Le bord de mer, un marché tendu
De Palavas-les-Flots à Carnon, les communes de la côte cumulent une demande forte et une offre qui ne suit pas. Les biens avec vue trouvent preneur en quelques jours, les prix ne bougent guère, et la plage à deux pas se paie sans remise. Pour une résidence secondaire ou de la location saisonnière, cette tension travaille pour vous : elle protège la valeur du bien sur le long terme, et c'est précisément ce qu'un investisseur vient chercher.
Vivre là toute l'année, c'est une autre affaire. Une station balnéaire tourne au ralenti l'hiver, les quartiers se vident, et le trajet quotidien vers Montpellier se fait aux mêmes heures que tout le monde. Certains adorent ce rythme. D'autres le découvrent au bout de six mois et le vivent moins bien.
Le nord de la métropole, l'autre façon d'avoir la mer à portée
Le raisonnement que nous entendons de plus en plus tient en une phrase : plutôt qu'habiter la plage, s'installer à vingt-cinq minutes de la plage. Saint-Clément-de-Rivière, Saint-Gély-du-Fesc, Prades-le-Lez, Montferrier-sur-Lez, Clapiers. Des maisons avec jardin, de la pinède, des écoles qui ont une vraie réputation, et le centre de Montpellier accessible par le tramway ou l'autoroute selon la commune visée.
La mer reste dans le tableau, elle change simplement de statut : destination de week-end plutôt que décor permanent. Et le budget respire. À surface équivalente, l'écart avec le front de mer suffit souvent à gagner une pièce, un jardin, ou le bureau que le télétravail a rendu indispensable.

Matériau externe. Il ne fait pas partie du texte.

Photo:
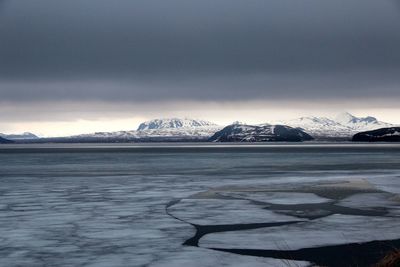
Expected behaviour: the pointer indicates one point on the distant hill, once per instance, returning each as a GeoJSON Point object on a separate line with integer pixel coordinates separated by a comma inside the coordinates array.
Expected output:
{"type": "Point", "coordinates": [173, 123]}
{"type": "Point", "coordinates": [5, 141]}
{"type": "Point", "coordinates": [260, 133]}
{"type": "Point", "coordinates": [391, 134]}
{"type": "Point", "coordinates": [343, 126]}
{"type": "Point", "coordinates": [157, 130]}
{"type": "Point", "coordinates": [22, 136]}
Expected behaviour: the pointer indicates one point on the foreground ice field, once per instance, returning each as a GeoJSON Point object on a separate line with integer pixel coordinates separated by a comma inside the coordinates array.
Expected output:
{"type": "Point", "coordinates": [197, 206]}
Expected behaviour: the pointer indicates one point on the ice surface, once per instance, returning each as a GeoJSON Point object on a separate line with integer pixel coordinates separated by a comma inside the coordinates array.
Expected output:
{"type": "Point", "coordinates": [92, 207]}
{"type": "Point", "coordinates": [199, 257]}
{"type": "Point", "coordinates": [224, 211]}
{"type": "Point", "coordinates": [287, 198]}
{"type": "Point", "coordinates": [331, 230]}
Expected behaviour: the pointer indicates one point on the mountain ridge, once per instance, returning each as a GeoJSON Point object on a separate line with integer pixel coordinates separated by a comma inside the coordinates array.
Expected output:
{"type": "Point", "coordinates": [259, 133]}
{"type": "Point", "coordinates": [344, 125]}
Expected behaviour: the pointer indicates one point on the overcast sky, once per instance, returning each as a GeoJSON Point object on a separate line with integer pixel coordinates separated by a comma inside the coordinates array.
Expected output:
{"type": "Point", "coordinates": [92, 65]}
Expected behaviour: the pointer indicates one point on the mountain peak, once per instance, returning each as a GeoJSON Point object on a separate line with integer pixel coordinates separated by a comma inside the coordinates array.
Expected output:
{"type": "Point", "coordinates": [346, 118]}
{"type": "Point", "coordinates": [173, 123]}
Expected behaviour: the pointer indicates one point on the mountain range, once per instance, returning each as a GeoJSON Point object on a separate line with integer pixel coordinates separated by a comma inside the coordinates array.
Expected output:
{"type": "Point", "coordinates": [259, 133]}
{"type": "Point", "coordinates": [168, 129]}
{"type": "Point", "coordinates": [22, 136]}
{"type": "Point", "coordinates": [341, 127]}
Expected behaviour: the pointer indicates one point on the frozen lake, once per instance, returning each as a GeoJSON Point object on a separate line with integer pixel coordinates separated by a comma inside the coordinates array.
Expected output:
{"type": "Point", "coordinates": [197, 205]}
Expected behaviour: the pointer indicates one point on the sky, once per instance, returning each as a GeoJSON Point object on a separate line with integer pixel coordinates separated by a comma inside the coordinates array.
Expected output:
{"type": "Point", "coordinates": [80, 66]}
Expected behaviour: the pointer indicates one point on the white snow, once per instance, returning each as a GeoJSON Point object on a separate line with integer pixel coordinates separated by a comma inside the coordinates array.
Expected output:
{"type": "Point", "coordinates": [343, 125]}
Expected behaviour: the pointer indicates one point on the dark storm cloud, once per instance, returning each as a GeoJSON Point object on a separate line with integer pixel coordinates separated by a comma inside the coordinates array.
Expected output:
{"type": "Point", "coordinates": [211, 49]}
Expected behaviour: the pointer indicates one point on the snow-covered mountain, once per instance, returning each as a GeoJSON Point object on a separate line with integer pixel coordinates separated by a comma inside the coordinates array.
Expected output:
{"type": "Point", "coordinates": [22, 136]}
{"type": "Point", "coordinates": [5, 141]}
{"type": "Point", "coordinates": [344, 125]}
{"type": "Point", "coordinates": [259, 133]}
{"type": "Point", "coordinates": [173, 123]}
{"type": "Point", "coordinates": [170, 129]}
{"type": "Point", "coordinates": [391, 134]}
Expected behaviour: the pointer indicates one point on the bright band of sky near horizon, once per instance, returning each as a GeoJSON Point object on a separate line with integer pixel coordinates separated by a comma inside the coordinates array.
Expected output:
{"type": "Point", "coordinates": [70, 67]}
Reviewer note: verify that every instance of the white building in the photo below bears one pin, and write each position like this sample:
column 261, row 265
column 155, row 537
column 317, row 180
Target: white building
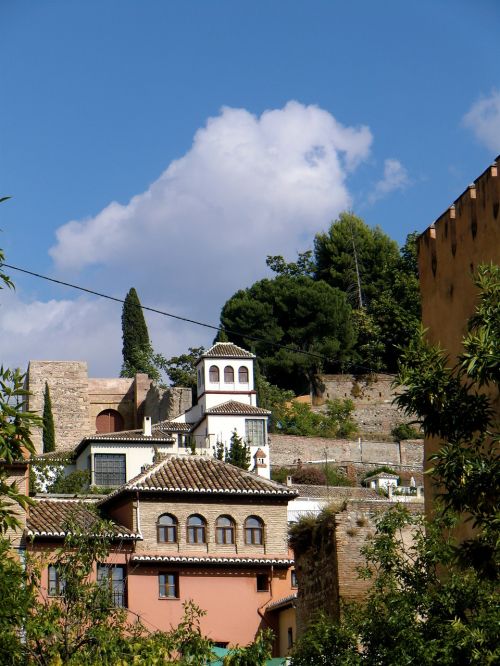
column 227, row 403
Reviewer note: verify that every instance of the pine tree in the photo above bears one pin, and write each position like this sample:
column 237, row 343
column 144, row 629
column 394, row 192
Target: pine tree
column 136, row 346
column 238, row 453
column 49, row 436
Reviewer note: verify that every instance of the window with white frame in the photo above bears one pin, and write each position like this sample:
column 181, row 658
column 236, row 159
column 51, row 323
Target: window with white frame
column 255, row 432
column 109, row 469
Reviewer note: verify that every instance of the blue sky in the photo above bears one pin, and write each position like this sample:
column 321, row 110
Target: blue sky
column 172, row 145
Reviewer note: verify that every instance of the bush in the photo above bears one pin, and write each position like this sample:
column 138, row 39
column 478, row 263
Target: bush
column 309, row 475
column 404, row 431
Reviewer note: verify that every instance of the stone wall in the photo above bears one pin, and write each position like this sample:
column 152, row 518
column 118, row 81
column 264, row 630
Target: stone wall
column 327, row 558
column 372, row 396
column 362, row 456
column 77, row 400
column 68, row 385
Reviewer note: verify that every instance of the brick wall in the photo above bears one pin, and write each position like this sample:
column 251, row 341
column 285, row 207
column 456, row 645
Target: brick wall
column 327, row 567
column 274, row 515
column 364, row 456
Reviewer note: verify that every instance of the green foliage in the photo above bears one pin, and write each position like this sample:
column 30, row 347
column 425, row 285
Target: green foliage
column 403, row 431
column 74, row 483
column 238, row 453
column 453, row 407
column 273, row 398
column 435, row 600
column 15, row 441
column 49, row 435
column 336, row 421
column 136, row 346
column 299, row 314
column 335, row 260
column 181, row 370
column 255, row 654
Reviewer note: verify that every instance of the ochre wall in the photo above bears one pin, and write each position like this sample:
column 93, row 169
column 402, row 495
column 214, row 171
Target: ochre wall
column 450, row 250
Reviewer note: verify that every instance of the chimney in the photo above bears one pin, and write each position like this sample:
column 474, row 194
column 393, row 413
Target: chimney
column 146, row 427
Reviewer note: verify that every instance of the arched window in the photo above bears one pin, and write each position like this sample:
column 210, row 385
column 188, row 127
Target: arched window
column 243, row 375
column 196, row 529
column 254, row 531
column 213, row 374
column 224, row 530
column 167, row 529
column 109, row 420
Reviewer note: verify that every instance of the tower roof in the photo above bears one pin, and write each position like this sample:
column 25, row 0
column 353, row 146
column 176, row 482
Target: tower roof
column 226, row 350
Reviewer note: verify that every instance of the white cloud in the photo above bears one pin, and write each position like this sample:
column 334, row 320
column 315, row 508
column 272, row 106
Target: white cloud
column 395, row 178
column 483, row 119
column 248, row 186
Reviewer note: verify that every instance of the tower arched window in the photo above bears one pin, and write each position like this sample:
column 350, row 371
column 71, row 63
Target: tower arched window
column 213, row 374
column 224, row 530
column 254, row 531
column 196, row 529
column 167, row 529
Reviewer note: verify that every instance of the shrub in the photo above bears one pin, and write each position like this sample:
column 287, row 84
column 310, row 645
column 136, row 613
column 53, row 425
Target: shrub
column 404, row 431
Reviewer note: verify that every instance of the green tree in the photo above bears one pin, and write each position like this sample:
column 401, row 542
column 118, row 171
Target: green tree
column 136, row 345
column 435, row 601
column 238, row 453
column 297, row 314
column 49, row 434
column 350, row 247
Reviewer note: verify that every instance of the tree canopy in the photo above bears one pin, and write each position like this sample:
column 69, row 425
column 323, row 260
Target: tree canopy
column 136, row 345
column 292, row 314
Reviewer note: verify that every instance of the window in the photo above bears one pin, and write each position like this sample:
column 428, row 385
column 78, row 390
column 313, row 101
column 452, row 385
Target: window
column 168, row 586
column 229, row 374
column 255, row 432
column 243, row 375
column 254, row 531
column 262, row 583
column 224, row 530
column 109, row 420
column 109, row 469
column 56, row 583
column 167, row 529
column 196, row 529
column 114, row 576
column 213, row 374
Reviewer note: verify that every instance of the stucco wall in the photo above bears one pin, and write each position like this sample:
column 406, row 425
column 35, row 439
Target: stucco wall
column 274, row 516
column 450, row 250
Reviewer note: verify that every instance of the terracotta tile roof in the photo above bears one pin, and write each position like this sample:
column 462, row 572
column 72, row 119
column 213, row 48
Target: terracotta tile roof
column 202, row 474
column 238, row 408
column 226, row 350
column 52, row 517
column 236, row 560
column 283, row 602
column 334, row 492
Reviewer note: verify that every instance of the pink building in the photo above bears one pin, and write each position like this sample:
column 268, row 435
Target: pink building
column 188, row 527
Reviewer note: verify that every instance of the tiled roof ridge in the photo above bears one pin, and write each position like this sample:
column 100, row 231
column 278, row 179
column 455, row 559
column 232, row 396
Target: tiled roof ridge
column 244, row 407
column 240, row 352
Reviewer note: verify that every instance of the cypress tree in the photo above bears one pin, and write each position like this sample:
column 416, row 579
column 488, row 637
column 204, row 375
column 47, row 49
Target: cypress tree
column 136, row 346
column 49, row 435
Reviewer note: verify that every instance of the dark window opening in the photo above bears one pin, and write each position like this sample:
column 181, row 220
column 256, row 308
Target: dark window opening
column 262, row 583
column 114, row 576
column 109, row 469
column 168, row 585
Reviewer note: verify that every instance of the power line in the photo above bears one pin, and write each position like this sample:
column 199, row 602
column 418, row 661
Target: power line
column 254, row 338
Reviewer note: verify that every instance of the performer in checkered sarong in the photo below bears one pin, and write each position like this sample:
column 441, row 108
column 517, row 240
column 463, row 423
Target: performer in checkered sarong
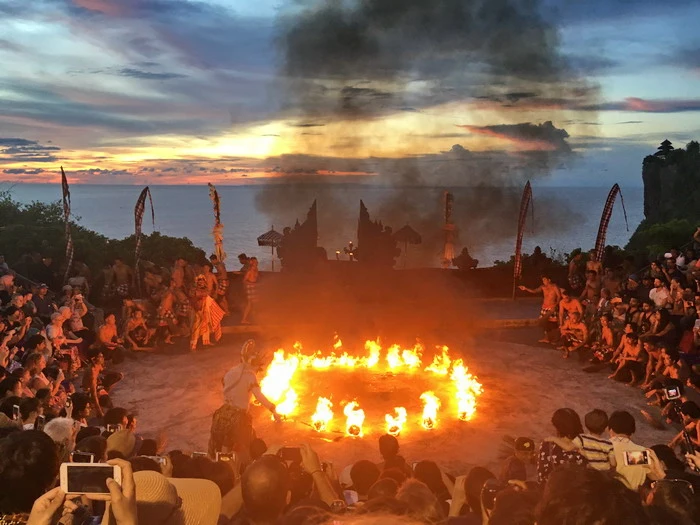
column 207, row 315
column 231, row 426
column 222, row 283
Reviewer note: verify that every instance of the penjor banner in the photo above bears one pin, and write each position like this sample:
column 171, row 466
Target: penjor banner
column 605, row 221
column 524, row 204
column 66, row 219
column 218, row 231
column 138, row 221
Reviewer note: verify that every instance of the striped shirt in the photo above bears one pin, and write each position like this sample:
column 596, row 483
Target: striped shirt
column 596, row 450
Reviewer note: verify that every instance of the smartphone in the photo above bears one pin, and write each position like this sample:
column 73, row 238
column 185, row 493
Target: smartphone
column 672, row 393
column 351, row 497
column 88, row 478
column 225, row 456
column 636, row 457
column 158, row 459
column 292, row 454
column 82, row 457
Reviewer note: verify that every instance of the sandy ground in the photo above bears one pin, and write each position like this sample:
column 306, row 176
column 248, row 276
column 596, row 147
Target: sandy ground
column 523, row 385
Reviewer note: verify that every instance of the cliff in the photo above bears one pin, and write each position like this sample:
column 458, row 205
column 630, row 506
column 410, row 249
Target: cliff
column 671, row 199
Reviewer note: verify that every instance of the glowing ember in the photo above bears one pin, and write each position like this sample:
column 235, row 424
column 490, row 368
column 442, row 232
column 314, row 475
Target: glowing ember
column 467, row 389
column 355, row 419
column 394, row 424
column 431, row 404
column 285, row 375
column 323, row 414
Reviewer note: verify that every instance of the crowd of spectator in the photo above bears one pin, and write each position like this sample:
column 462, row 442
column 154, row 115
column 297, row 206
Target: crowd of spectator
column 59, row 352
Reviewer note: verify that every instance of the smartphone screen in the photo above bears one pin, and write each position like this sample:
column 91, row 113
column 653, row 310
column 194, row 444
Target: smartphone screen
column 290, row 454
column 636, row 457
column 225, row 456
column 113, row 428
column 88, row 479
column 82, row 457
column 351, row 497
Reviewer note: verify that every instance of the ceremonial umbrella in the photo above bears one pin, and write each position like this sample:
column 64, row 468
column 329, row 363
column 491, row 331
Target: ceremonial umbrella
column 272, row 239
column 407, row 235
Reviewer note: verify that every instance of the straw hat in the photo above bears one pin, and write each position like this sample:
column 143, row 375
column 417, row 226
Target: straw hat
column 174, row 501
column 122, row 441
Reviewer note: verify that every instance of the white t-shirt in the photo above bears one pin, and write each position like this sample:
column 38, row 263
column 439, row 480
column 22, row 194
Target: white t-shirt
column 659, row 296
column 633, row 476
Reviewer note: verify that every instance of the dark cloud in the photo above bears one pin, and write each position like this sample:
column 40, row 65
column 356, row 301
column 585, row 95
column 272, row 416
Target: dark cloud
column 148, row 75
column 528, row 136
column 23, row 150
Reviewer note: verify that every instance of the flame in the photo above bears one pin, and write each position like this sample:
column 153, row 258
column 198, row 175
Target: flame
column 355, row 419
column 431, row 404
column 393, row 357
column 394, row 425
column 277, row 383
column 323, row 414
column 374, row 350
column 441, row 362
column 283, row 376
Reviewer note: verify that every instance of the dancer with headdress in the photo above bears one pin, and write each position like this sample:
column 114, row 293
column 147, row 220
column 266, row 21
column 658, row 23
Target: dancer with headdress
column 232, row 426
column 207, row 315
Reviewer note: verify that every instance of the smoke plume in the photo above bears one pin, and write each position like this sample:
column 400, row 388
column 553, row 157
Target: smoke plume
column 357, row 61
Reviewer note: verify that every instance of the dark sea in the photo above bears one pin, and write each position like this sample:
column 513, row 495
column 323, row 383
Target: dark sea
column 564, row 218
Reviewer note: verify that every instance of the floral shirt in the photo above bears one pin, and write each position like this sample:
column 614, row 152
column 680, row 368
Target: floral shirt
column 550, row 456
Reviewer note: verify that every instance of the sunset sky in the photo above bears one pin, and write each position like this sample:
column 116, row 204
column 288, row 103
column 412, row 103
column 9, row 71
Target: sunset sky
column 232, row 91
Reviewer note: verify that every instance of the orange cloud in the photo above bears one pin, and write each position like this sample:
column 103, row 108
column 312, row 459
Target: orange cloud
column 107, row 7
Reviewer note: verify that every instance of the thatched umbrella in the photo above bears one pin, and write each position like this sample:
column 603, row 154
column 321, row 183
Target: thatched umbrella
column 407, row 235
column 272, row 239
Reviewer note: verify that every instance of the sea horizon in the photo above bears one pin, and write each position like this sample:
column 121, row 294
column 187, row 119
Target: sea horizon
column 249, row 210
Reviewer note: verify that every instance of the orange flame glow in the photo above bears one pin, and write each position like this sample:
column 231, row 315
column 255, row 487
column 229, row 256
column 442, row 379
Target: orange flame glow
column 431, row 404
column 467, row 390
column 323, row 414
column 355, row 419
column 284, row 376
column 394, row 424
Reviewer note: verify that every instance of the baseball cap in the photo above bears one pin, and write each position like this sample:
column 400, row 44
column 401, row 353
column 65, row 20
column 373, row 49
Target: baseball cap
column 524, row 444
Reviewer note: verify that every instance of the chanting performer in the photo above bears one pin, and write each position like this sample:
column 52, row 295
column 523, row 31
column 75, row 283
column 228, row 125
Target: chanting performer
column 232, row 427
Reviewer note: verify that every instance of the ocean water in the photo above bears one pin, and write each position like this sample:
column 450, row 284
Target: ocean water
column 565, row 218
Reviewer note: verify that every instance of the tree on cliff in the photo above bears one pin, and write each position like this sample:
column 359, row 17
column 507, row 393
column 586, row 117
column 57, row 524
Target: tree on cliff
column 38, row 227
column 664, row 149
column 671, row 199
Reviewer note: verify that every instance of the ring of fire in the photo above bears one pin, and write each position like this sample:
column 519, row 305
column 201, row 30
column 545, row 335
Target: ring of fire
column 451, row 391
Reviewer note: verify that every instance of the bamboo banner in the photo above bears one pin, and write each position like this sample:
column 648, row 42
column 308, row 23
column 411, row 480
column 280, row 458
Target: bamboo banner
column 218, row 231
column 138, row 221
column 605, row 221
column 66, row 219
column 524, row 204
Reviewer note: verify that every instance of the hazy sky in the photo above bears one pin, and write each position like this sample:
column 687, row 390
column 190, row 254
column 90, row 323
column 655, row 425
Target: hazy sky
column 436, row 92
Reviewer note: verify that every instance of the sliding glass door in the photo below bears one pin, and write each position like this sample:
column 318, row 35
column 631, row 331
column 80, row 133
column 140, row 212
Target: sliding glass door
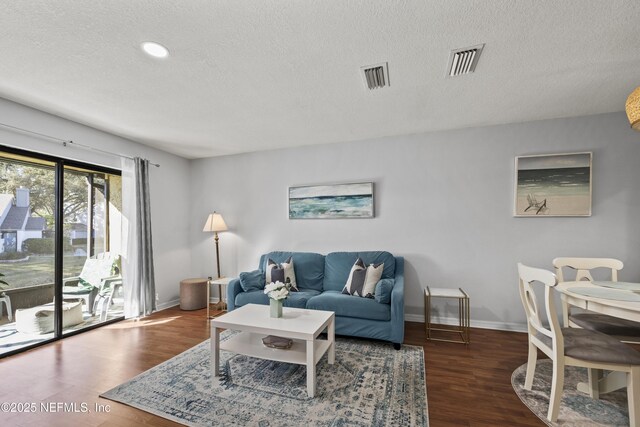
column 59, row 236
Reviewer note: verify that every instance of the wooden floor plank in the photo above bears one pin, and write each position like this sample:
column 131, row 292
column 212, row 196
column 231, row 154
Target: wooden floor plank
column 466, row 385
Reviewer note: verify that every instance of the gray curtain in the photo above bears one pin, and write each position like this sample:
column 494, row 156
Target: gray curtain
column 139, row 282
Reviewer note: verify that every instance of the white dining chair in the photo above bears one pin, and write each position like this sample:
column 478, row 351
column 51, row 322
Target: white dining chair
column 625, row 330
column 572, row 346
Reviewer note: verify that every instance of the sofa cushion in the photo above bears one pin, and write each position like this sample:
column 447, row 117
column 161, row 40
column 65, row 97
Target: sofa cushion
column 295, row 299
column 252, row 280
column 281, row 272
column 350, row 306
column 308, row 267
column 363, row 279
column 338, row 265
column 383, row 291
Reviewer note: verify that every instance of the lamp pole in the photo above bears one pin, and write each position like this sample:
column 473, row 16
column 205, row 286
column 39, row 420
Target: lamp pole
column 215, row 237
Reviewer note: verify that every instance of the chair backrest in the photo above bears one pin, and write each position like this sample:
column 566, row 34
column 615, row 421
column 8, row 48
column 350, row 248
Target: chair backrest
column 535, row 325
column 97, row 268
column 583, row 267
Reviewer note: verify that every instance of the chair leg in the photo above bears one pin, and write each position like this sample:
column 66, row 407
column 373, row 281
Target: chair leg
column 633, row 396
column 557, row 386
column 531, row 366
column 594, row 382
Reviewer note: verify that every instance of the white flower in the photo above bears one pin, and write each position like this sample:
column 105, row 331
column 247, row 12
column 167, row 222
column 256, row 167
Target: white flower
column 276, row 290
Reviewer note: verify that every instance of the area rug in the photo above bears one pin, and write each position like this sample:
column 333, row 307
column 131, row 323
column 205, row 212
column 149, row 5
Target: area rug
column 576, row 408
column 370, row 384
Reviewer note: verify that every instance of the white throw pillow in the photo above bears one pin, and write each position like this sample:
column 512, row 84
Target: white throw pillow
column 374, row 273
column 284, row 273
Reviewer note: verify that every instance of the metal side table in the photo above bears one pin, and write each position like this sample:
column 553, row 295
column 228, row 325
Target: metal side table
column 463, row 328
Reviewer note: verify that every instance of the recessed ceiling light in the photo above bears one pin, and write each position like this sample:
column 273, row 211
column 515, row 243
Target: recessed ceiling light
column 155, row 49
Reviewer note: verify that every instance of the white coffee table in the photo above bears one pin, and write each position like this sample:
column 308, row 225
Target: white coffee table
column 302, row 326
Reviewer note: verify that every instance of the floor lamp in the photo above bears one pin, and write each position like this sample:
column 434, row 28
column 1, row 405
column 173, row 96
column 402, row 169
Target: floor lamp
column 215, row 223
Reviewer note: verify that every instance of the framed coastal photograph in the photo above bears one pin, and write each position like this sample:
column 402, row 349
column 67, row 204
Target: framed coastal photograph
column 553, row 185
column 331, row 201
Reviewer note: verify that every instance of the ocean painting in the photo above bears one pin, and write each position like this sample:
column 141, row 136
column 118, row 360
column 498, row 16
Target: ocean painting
column 553, row 185
column 331, row 201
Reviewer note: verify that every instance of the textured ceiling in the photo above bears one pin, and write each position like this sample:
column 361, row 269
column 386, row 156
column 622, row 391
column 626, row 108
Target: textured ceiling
column 261, row 74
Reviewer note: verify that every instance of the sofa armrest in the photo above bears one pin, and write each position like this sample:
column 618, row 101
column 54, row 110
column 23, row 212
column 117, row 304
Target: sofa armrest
column 233, row 289
column 397, row 304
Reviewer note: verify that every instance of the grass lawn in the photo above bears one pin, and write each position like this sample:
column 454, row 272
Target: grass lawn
column 38, row 270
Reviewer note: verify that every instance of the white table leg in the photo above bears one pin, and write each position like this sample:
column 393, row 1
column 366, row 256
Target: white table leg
column 215, row 351
column 311, row 368
column 331, row 336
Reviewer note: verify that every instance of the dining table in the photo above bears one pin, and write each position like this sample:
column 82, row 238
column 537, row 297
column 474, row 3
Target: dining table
column 618, row 299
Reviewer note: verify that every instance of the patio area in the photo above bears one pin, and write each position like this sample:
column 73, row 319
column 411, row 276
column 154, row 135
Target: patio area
column 11, row 339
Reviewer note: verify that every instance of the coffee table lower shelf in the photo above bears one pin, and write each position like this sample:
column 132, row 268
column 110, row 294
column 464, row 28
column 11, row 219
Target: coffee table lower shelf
column 250, row 344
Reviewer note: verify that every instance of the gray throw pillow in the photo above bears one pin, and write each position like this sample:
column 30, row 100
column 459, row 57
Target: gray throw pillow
column 252, row 280
column 384, row 288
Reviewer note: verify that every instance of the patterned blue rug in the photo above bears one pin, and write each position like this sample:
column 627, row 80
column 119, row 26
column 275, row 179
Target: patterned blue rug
column 371, row 384
column 576, row 408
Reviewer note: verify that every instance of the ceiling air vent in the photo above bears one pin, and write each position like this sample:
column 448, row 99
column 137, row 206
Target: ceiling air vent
column 463, row 61
column 375, row 76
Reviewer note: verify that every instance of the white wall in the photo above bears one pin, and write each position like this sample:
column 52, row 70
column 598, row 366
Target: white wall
column 443, row 200
column 170, row 205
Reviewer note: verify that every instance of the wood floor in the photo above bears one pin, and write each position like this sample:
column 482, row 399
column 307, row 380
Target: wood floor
column 466, row 385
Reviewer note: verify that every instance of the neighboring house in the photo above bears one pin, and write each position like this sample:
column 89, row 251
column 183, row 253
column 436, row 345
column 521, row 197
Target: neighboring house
column 78, row 230
column 16, row 222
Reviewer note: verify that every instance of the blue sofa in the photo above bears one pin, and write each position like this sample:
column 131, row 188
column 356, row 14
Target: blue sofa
column 320, row 281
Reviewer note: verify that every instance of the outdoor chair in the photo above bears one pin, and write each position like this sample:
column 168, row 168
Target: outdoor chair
column 4, row 298
column 104, row 300
column 573, row 346
column 625, row 330
column 96, row 273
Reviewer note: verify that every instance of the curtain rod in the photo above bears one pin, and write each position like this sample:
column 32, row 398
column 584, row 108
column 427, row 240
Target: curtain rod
column 68, row 142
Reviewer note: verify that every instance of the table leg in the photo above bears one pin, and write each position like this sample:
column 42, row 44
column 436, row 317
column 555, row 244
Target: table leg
column 311, row 368
column 215, row 351
column 331, row 336
column 612, row 382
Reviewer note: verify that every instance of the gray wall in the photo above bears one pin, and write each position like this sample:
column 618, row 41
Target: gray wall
column 443, row 200
column 170, row 205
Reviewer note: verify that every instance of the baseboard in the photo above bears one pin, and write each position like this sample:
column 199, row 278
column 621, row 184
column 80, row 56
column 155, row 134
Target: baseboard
column 500, row 326
column 176, row 302
column 167, row 304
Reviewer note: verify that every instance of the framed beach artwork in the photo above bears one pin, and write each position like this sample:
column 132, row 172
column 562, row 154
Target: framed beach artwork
column 553, row 185
column 331, row 201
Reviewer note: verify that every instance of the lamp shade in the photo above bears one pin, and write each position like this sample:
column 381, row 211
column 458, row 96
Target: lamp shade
column 215, row 222
column 633, row 109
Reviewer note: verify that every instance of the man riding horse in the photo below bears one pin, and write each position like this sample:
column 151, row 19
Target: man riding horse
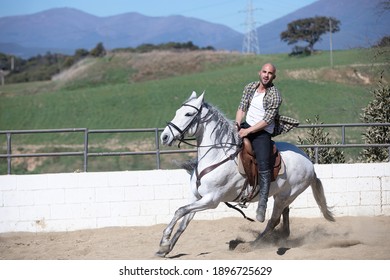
column 259, row 105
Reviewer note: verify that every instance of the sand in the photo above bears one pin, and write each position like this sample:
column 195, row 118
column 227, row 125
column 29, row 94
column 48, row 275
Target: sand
column 349, row 238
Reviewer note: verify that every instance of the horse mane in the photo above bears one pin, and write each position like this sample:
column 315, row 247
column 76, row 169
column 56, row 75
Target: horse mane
column 224, row 131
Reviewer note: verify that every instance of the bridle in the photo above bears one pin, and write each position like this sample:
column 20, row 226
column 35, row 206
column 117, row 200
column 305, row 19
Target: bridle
column 183, row 132
column 210, row 168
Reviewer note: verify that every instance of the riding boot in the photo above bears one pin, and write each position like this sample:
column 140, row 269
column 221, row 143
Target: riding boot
column 264, row 184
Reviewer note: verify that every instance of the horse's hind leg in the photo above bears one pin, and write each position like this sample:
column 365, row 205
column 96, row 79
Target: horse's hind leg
column 286, row 222
column 167, row 246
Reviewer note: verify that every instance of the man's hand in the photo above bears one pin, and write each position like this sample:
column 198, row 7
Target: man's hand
column 243, row 132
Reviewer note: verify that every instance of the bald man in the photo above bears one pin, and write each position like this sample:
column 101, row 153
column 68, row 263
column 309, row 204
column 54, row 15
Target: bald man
column 259, row 106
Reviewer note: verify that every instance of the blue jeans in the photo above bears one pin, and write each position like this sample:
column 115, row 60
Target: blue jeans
column 262, row 147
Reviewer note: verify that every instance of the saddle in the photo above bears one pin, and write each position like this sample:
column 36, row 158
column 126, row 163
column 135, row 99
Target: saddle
column 248, row 167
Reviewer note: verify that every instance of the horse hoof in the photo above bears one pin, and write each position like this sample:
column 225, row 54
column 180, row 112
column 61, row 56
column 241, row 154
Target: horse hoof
column 161, row 254
column 164, row 250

C'est là, à notre sens, que se joue vraiment l'arbitrage pour une résidence principale.
Comment trancher entre les deux
Avant de choisir un camp, il faut regarder honnêtement où se passent les journées de semaine et quel temps de trajet chacun est prêt à encaisser vraiment, pas en théorie. La nature du projet compte tout autant. Un couple qui télétravaille trois jours sur cinq ne raisonne pas comme quelqu'un qui achète pour louer à la semaine en été. L'un cherche de l'espace et du calme au quotidien, l'autre une rentabilité liée à la saison touristique.
C'est ce qui rend le secteur intéressant : il n'y a pas de bonne réponse unique, il y a une géographie qui colle à chaque projet. Encore faut-il la lire correctement, et là, l'annonce ne suffit pas.
S'appuyer sur une lecture fine du terrain
D'un village à l'autre du nord montpelliérain, tout change : le niveau de prix, la qualité des copropriétés, les rues que les familles s'arrachent et celles qui finissent par lasser. Cette granularité ne se devine pas depuis une fiche en ligne, elle s'acquiert en visitant, en comparant, en suivant les transactions année après année. C'est le métier d'une agence locale comme Alpaca Immo, qui couvre Montpellier et sa périphérie nord au quotidien et sait replacer chaque bien dans son micro-marché.
Pour garder un repère côté mer, les annonces du littoral restent le meilleur moyen de suivre les prix des communes de bord de mer et de mesurer, chiffres en main, l'écart avec l'arrière-pays avant de se positionner.
Un même territoire, deux logiques
Le littoral et le nord de Montpellier ne se disputent pas les mêmes acheteurs. La mer sur le pas de la porte pour les uns, un quart d'heure de plus et de l'espace en prime pour les autres. Dans les deux cas, l'immobilier au nord de Montpellier comme sur la côte repose sur la même base solide : une demande réelle, entretenue par une ville qui continue d'attirer et ne montre aucun signe de ralentir.